Considerando apenas alunos internos (para os quais a comparação entre notas de exame e classificações internas faz sentido), para o conjunto das 8 disciplinas do secundário e todas as escolas a média de exames é 10,6 e a média das classificações internas finais (CIF) é 13,6. Existindo em média uma sobrevalorização de cerca de 3 pontos. Se ordenarmos todas as escolas por ordem crescente da média nas 8 disciplinas, mais concorridas, em exame nacional (com mais de 50 exames) e colocarmos no mesmo gráfico as suas classificações internas obtemos a figura 1.

A linha contínua representa as classificações em exame nacional. Traçou-se uma linha paralela a esta cerca de 3 pontos acima que deveria corresponder às classificações internas caso todas as escolas sobreavaliassem os seus alunos em 3 pontos.

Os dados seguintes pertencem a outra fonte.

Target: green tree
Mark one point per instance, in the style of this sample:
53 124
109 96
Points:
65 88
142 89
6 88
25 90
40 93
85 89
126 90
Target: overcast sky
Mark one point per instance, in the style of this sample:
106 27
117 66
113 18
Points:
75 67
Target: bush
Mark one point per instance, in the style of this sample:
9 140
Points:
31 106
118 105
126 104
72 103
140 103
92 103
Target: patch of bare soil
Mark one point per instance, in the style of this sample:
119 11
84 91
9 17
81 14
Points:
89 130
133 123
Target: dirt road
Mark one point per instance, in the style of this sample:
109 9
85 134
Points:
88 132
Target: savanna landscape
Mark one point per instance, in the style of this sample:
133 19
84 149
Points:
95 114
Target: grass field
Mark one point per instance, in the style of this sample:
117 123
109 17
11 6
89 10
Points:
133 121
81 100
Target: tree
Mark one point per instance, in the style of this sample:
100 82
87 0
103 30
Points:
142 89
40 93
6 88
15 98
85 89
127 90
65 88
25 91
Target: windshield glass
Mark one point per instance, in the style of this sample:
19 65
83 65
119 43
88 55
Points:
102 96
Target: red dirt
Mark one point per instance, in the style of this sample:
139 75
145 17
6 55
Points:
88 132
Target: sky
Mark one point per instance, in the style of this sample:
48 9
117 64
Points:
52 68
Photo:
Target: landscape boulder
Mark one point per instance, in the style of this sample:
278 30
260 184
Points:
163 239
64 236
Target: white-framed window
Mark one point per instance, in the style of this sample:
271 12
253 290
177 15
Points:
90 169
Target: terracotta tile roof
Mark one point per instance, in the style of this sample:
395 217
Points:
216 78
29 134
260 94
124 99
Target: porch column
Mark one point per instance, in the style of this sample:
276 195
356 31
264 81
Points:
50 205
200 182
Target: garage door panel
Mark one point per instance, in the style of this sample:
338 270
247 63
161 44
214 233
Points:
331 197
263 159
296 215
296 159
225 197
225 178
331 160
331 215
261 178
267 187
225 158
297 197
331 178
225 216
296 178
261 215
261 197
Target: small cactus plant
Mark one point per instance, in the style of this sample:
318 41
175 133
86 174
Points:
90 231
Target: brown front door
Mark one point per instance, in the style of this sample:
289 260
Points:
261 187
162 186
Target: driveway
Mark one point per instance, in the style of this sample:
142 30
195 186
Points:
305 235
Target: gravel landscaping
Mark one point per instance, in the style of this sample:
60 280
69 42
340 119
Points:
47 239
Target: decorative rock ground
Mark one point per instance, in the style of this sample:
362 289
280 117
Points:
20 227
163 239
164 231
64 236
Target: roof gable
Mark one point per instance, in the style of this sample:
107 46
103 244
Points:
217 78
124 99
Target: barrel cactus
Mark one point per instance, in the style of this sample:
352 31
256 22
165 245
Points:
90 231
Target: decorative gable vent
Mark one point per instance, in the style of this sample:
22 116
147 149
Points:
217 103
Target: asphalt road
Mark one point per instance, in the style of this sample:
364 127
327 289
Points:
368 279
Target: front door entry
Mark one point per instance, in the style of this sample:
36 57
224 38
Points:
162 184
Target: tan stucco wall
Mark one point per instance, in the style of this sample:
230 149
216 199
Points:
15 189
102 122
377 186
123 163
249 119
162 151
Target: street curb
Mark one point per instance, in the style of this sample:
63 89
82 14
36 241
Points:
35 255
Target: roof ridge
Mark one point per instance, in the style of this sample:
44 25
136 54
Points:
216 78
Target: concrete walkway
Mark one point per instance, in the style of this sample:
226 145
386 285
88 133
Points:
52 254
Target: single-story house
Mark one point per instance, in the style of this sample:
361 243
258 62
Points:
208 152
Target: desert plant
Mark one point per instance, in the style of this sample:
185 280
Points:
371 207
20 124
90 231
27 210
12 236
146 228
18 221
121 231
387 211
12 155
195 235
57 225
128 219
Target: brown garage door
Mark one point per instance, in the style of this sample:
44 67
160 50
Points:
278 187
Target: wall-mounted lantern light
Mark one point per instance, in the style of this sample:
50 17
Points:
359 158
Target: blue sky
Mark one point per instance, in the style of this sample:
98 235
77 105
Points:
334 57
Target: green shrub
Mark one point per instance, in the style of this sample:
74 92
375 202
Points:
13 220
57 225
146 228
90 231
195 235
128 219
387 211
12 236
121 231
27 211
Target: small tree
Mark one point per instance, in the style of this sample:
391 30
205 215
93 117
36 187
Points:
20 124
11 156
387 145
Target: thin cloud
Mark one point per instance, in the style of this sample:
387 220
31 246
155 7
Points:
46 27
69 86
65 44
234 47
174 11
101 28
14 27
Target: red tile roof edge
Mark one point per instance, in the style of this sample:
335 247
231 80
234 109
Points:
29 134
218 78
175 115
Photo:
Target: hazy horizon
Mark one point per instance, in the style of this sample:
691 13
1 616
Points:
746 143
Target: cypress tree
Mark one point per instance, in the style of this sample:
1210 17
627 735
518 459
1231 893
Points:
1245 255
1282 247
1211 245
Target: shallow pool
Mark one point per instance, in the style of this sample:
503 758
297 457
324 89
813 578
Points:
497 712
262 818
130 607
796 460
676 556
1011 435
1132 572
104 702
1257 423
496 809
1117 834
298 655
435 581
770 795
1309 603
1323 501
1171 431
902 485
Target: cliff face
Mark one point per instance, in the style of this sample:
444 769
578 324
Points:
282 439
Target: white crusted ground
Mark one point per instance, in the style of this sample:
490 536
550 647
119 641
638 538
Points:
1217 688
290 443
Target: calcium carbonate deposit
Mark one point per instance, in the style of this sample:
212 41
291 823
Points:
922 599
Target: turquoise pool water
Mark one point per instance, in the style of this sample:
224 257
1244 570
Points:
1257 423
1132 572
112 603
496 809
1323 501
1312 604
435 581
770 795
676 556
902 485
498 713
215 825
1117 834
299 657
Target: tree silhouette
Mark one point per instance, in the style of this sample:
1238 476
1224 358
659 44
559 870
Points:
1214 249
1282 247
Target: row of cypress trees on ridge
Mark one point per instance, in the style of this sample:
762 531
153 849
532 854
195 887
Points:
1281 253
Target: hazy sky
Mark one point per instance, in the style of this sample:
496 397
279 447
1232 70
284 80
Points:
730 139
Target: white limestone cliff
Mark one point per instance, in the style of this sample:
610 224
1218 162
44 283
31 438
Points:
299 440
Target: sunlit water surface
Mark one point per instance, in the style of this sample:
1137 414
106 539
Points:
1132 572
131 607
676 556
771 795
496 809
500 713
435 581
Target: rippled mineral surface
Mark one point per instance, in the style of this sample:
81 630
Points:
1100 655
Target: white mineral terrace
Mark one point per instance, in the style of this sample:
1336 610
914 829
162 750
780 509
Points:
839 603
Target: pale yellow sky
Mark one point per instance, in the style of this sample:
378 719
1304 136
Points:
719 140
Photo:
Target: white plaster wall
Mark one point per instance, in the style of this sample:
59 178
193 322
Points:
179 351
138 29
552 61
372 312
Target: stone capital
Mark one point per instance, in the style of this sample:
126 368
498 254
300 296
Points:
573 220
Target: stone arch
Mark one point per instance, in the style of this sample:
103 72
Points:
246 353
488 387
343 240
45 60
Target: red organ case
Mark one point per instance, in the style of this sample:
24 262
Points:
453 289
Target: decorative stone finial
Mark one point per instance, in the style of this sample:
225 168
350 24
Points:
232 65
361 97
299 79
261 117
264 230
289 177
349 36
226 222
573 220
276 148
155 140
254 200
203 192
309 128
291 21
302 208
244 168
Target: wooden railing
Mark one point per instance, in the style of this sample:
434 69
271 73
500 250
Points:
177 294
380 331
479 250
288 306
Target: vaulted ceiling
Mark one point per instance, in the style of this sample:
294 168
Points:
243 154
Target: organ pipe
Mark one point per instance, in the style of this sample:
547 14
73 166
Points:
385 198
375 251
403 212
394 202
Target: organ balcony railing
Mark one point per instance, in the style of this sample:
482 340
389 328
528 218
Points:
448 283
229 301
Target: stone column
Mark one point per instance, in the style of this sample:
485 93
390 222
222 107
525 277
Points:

Verificam-se alguns aspectos interessantes neste gráfico. Primeiro as escolas que obtêm classificações em exame abaixo de 10 valores são as que mais sobreavaliam os seus alunos (a maior parte dos pontos está acima da linha esperada se a sobreavaliação fosse de 3 pontos). Segundo, para todos os níveis de notas em exame há claros desvios face ao esperado. Terceiro, estes desvios são tendencialmente abaixo do esperado (subavaliação de notas) quando as notas médias de exame são elevadas (destacam-se aqui os colégios São João de Brito, em Lisboa, e Bartolomeu Dias, em Loures, onde em média as classificações em exame são praticamente coincidentes com as avaliações internas). De notar que esta análise não entra em conta com o nível sócio-económico dos alunos que tendencialmente é mais elevado quando as notas de exame também o são (83% das escolas com média acima de 12 são privadas).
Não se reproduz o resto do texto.